Tuesday 12th July 2016 06:37 EDT
 
 

As the centenary of the Battle of the Somme is commemorated, the Indian army also has good reason for remembrance.

Two Indian regiments took part in the first and only cavalry charge of the battle – between the High Wood and Delville Wood area – but were forced to retreat under heavy German fire.

When Brigadier M S Jodha shows villagers photographs of their ancestors’ names chiselled on war memorials thousands of miles away in France, many are overcome with emotion. “They are thrilled. Some shed tears,” he said, according to a report in The Sunday Times.

Jodha’s grandfather, Lieutenant-Colonel Aman Singh, at the Somme with the Jodhpur Lancers, was among those to arrive by ship at Marseilles.

Over 1 million Indian soldiers took part in World War I, making up a third of British colonial forces, and 74,000 perished in the Great War.

Hitherto, there has been little official recognition in India because of sensitivites about the colonial past.

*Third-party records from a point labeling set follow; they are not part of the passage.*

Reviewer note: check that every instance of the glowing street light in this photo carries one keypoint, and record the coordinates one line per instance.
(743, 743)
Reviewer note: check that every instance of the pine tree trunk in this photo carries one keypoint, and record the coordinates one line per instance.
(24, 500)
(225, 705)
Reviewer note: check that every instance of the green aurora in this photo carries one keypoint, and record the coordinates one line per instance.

However, that is set to change, according to the media report, thanks to a group of Indian officers who have drawn up plans for an annual remembrance day that will be marked with buttonholes of marigolds rather than poppies.

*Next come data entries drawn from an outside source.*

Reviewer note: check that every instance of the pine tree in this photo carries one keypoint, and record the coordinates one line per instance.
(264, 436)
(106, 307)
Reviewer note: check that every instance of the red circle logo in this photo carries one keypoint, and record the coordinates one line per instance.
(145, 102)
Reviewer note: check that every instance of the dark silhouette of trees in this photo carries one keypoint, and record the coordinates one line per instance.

They will launch their campaign on July 14, 2016 – the centenary of the first great cavalry charge on the Western Front, which was led by an Indian regiment under a hail of machinegun fire during the Battle of the Somme.

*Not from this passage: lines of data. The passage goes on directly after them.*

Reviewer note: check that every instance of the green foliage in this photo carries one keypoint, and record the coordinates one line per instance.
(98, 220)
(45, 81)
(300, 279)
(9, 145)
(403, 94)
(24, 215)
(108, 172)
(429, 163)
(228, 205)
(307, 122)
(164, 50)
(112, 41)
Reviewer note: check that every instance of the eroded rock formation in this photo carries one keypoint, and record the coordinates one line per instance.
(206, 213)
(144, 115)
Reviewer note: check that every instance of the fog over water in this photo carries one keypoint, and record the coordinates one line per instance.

The cavalry charge on 14 July, 1916, was conducted by two regiments, the 20th Deccan Horse and the British Seventh Dragoon Guards, who were supported by another Indian regiment, the 34th Poona Horse.

The Indians and British suffered 102 casualties and lost about 130 horses in the battle.

“It is still a matter of pride that an Indian cavalry regiment was involved. It did not achieve much. But it showed the great chivalry and spirit of Indian troops,” Lieutenant-General Aditya Singh, 69, a retired officer of the modern-day Deccan Horse and president of the Cavalry Officers’ Association, was quoted as saying in the Sunday Times report.

The India Remembers project is being organised by the United Service Institution of India (USI), in association with the Commonwealth War Graves Commission.

 

“For a long time these soldiers have been ignored and forgotten by the rest of the world and even in India because they were seen as part of the colonial past. Now there has been an acceptance of that part of history and a willingness to engage with it,” retired Squadron Leader Rana Chhina, 56, now the secretary of historical research at the USI, said as per the media report.